O príncipe achava-se no salão azul com um grupo de pálidos
convivas ao seu lado. Assim que falou, houve um ligeiro
movimento dessas pessoas na direção do intruso, que, naquele
momento, estava bem ao alcance das mãos, e agora, com passos
decididos e firmes, se aproximava do homem que tinha falado. Mas
por causa de um certo temor sem nome, que a louca arrogância do
mascarado havia inspirado em toda a multidão, não houve
ninguém que estendesse a mão para detê-lo; de forma que,
desimpedido passou a um metro do príncipe e, enquanto a vasta
multidão, como por um único impulso, se retraía do centro das
salas para as paredes, ele continuou seu caminho sem deter-se, no
mesmo passo solene e medido que o distinguira desde o inicio,
passando do salão azul para o púrpura – do púrpura para o verde –
do verde para o alaranjado – e desse ainda para o branco – e daí
para o roxo, antes que se fizesse qualquer movimento decisivo
para detê-lo. Foi então que o príncipe Próspero, louco de raiva e
vergonha por sua momentânea covardia, correu apressadamente
pelos seis salões, sem que ninguém o seguisse por causa do terror
mortal que tomara conta de todos. Segurando bem alto um punhal
desembainhado, aproximou-se, impetuosamente, até cerca de um
metro do vulto que se afastava, quando este, ao atingir a
extremidade do salão de veludo, virou-se subitamente e enfrentou
seu perseguidor. Ouviu-se um grito agudo – e o punhal caiu
cintilando no tapete negro, sobre o qual, no instante seguinte,
tombou prostrado de morte o príncipe Próspero. Então, reunindo a
coragem selvagem do desespero, um bando de convivas lançou-se
imediatamente no apartamento negro e, agarrando o mascarado,
cuja alta figura permanecia ereta e imóvel à sombra do relógio de
ébano, soltou um grito de pavor indescritível, ao descobrir que, sob
a mortalha e a máscara cadavérica, que agarravam com tamanha
violência e grosseria, não havia qualquer forma palpável.

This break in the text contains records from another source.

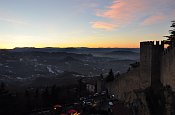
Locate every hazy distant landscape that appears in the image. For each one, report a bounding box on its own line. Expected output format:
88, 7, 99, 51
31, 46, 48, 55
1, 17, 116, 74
0, 48, 139, 86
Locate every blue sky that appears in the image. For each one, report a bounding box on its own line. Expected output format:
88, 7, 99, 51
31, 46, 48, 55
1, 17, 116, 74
0, 0, 175, 48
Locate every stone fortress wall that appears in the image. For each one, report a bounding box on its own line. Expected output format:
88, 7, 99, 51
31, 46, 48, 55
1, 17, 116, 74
106, 41, 175, 101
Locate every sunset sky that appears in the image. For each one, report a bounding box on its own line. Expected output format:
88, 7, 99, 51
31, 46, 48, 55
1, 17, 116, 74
0, 0, 175, 48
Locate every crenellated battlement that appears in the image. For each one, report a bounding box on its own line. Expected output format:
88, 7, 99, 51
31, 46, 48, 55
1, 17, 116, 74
140, 41, 164, 47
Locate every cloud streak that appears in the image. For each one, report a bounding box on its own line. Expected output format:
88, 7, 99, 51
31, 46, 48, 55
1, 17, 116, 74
92, 21, 117, 30
93, 0, 175, 27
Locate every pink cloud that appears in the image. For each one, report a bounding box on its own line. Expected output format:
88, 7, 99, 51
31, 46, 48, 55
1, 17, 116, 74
142, 15, 166, 25
93, 0, 175, 27
96, 0, 146, 23
92, 21, 116, 30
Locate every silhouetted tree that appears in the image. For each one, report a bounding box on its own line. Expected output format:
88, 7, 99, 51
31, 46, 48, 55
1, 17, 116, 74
164, 21, 175, 46
106, 69, 114, 82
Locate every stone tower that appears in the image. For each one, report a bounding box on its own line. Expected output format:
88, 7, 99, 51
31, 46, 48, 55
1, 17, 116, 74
140, 41, 164, 86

E então reconheceu-se a presença da Morte Escarlate. Viera como
um ladrão na noite. E um a um foram caindo os foliões pelas salas
orvalhadas de sangue, e cada um morreu na mesma posição de
desespero em que tombou no chão. E a vida do relógio de Ébano
dissolveu-se junto com a vida do último dos dissolutos. E as
chamas dos braseiros extinguiram-se. E o domínio ilimitado das
Trevas, da Podridão e da Morte Escarlate estendeu-se sobre tudo.